Testing Certificate Renewal:
Before scheduling the certificate renewal, ensure that the renewal process works correctly by performing a dry run:
sudo certbot renew --dry-run
Scheduling Certificate Renewal:
If the dry run is successful, you can schedule certificate renewals. Open the crontab file in edit mode using the following command:
sudo crontab -e
Then, add the following line at the end of the file to schedule a daily check for certificate renewal at 2:30 AM:
30 2 * * * /usr/bin/certbot renew --quiet
By saving and exiting the file, you establish an automated process where the cron checks daily for necessary certificate renewals. The --quiet
option ensures that cron runs this task silently unless an error occurs.
After completing these steps, you’ve effectively enhanced your server’s security by implementing Let’s Encrypt SSL certificates. You’ve also automated their renewal process, ensuring a continuous encrypted connection between your server and its clients.
Additional Commands For Jellyfin Media Server
Proper maintenance is key When dealing with software hosted on a server. Maintenance includes regular updates and, sometimes, software removal. This section covers how to update and remove the Jellyfin Media Server from your Debian system using APT, the Advanced Packaging Tool, which is essential to managing software on Debian-based systems.
Update Jellyfin Media Server on Debian
Keeping your Jellyfin Media Server up-to-date is essential for enjoying the latest features, security updates, and bug fixes. Since Jellyfin is a standard Debian package, you can use APT to manage its updates.
Checking for Available Updates
First, update your local package index with the latest information about available packages and their versions. This process involves the APT tool querying the remote repositories configured on your Debian system to see if the installed packages have newer versions.
Run the following command to update the package index:
sudo apt update
Upgrade Jellyfin Media Server
If the apt update
command indicates that a newer version of Jellyfin is available, upgrade the package using the apt upgrade
command:
sudo apt upgrade
The apt upgrade
command upgrades all upgradable packages on your system. It handles dependencies intelligently, ensuring that the system stays consistent.
Remove Jellyfin Media Server From Debian
There might be situations when you no longer need the Jellyfin Media Server on your Debian system. In that case, you can uninstall it.
Uninstalling Jellyfin
Use the following command to uninstall Jellyfin:
sudo apt remove jellyfin
This command instructs APT to remove the Jellyfin package from the system while keeping the configuration files, allowing you to re-install it in the future without losing your settings.

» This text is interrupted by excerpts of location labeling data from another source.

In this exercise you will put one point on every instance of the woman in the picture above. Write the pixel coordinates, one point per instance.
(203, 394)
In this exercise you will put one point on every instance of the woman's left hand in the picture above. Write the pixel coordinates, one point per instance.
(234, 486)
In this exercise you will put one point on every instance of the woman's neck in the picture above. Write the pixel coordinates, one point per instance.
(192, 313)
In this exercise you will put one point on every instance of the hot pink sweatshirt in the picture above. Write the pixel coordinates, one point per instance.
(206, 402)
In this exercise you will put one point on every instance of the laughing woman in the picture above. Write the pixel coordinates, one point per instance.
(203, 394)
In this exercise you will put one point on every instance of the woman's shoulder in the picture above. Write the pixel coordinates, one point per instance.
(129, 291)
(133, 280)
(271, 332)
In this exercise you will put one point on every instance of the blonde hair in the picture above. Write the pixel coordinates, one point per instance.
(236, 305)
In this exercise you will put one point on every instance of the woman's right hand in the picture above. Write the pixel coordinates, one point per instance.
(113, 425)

Removing the Jellyfin Repository
To prevent future updates or accidental re-installations of Jellyfin, removing the Jellyfin repository from your system is recommended. The repository configuration for Jellyfin resides in the /etc/apt/sources.list.d/
directory.
Use the following command to remove the Jellyfin repository:
sudo rm /etc/apt/sources.list.d/jellyfin.list
After running this command, your system will no longer have information about the Jellyfin repository. Consequently, it won’t check for or retrieve updates for Jellyfin during future update checks.

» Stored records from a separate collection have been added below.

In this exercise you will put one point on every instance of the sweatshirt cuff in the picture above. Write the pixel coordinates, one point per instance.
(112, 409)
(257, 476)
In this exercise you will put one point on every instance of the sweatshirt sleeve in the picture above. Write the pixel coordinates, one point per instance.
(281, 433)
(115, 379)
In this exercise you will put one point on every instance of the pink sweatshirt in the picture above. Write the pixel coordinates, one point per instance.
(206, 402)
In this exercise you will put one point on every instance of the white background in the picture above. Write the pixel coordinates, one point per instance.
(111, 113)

Wrapping Up the Jellyfin Server Installation
We’ve walked through setting up a Jellyfin Media Server on Debian-based systems, covering installation, reverse proxy setup with Apache or Nginx, SSL security with Let’s Encrypt, and maintenance using APT commands. This guide aimed to streamline your Jellyfin deployment and equip you with essential admin skills. Remember, the tech world is always evolving, so keep learning to ensure your server remains secure and efficient. A well-maintained server is key to a smooth media experience.